From all accounts, the National Government’s second annual budget since it came to power in November 2008 has impressed tax experts, private sector organisations and even the public, for its promised tax reforms and other measures.

But it did not encourage international credit rating agencies to change their outlook, with almost all of them saying that they would “wait and watch.”

However, the agencies appeared to have a more positive approach to New Zealand and were appreciative of the fiscal initiatives of the Government.

The Building Recovery Budget 2010 has a mixed bag of taxation (GST rise and removal of depreciation on properties including rentals for instance) and prudent and not so prudent spending cuts but given the challenges facing the economy, Finance Minister Bill English has proved the point that fiscal management is no child’s play.

Ballooning Deficit

With Crown Operating Expenditure slated to move up to $70.65 billion during the current budget year (increasing to $77.04 billion by 2014), there is a risk of external debt getting out of hand.

The bottom-line budget deficit for fiscal 2010 would be $7.07 billion, higher than the December 2009 estimate of $5.13 billion.

The core operating balance, excluding investment gains and losses, is forecast to register a deficit of $8.63 billion for fiscal 2011, again higher than the December estimate of $6.68 billion.

The wider core deficit is largely due to lower-than-expected tax revenues and the expected initial impact of the budget’s tax changes.

Financing costs and one-off expenditure items are also expected to weigh heavy.

According to the Treasury, New Zealand’s fiscal deficit will account for 6.5% of the Gross Domestic Product for year-ending June 30, 2011, but would shrink to 4.5% in 2012 and 3.3% in 2013.

It said net debt would peak to 27.4% of GDP in 2014-2015.

The projections also show that public debt will meet the long-term target of 20% of GDP in 2021-2022, which would be a “substantial achievement” given the size of the shock New Zealand endured during the global slowdown.

“The Crown Accounts would be back in surplus by 2016.”

Agencies Monitor

While the Budget arguably appeases most segments of the population and is investor-friendly, the need to “look out” for international credit ratings agencies is stronger now than ever before.

Mr English said the fiscal policy of his Government was “strong enough for any credit rating agency to remove its negative watch and that the medium-term outlook for the economy is unambiguously better.”

The Budget may constrain the Reserve Bank of New Zealand to consider lifting the interest rate and review its Monetary Policy in the light of ballooning external debt, which Prime Minister John Key hoped would not happen.

International Credit Rating Agencies were apparently not impressed.

Fitch Ratings said the Government’s intention to reduce the budget deficit was a step in the right direction but found it insufficient to remove its negative outlook of the sovereign rating announced in July 2009.

The Agency’s Asia Director Ai Ling Ngiam told Dow Jones Newswires that “one budget would not change the negative look.”
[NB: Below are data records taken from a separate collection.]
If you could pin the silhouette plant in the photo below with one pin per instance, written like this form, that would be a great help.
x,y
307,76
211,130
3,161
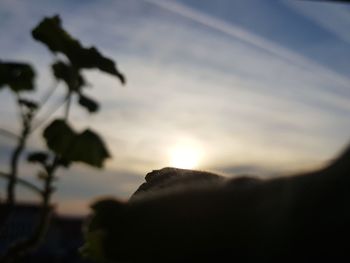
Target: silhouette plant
x,y
64,145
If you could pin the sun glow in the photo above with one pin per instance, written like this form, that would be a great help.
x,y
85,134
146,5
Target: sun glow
x,y
185,156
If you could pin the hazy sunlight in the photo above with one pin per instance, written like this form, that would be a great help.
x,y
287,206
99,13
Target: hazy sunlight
x,y
185,156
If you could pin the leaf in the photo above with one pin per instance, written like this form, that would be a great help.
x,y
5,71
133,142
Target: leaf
x,y
50,32
88,103
31,105
69,74
37,157
17,76
92,58
88,148
59,137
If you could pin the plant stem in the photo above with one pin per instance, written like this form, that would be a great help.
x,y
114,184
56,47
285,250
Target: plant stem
x,y
23,247
14,162
24,183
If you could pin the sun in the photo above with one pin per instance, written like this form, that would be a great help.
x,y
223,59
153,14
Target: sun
x,y
184,156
“We need to conduct a more holistic assessment,” he said.

Fitch lowered the outlook on New Zealand’s foreign-currency rating to negative from stable last summer, saying it had concerns about the country’s growth outlook, current-account deficit and overseas liabilities.

Its current rating is AA-plus.

But Standard & Poor’s left its credit rating of AA+ debt rating untouched, saying that the country’s credit was well supported by sound public finances and open and transparent policies.

The firm’s Credit Analyst said, “The outlook has improved since the last budget and there remains an achievable and believable path to return the operating position to surplus, although the forecast deficit for 2011 is large,” she said.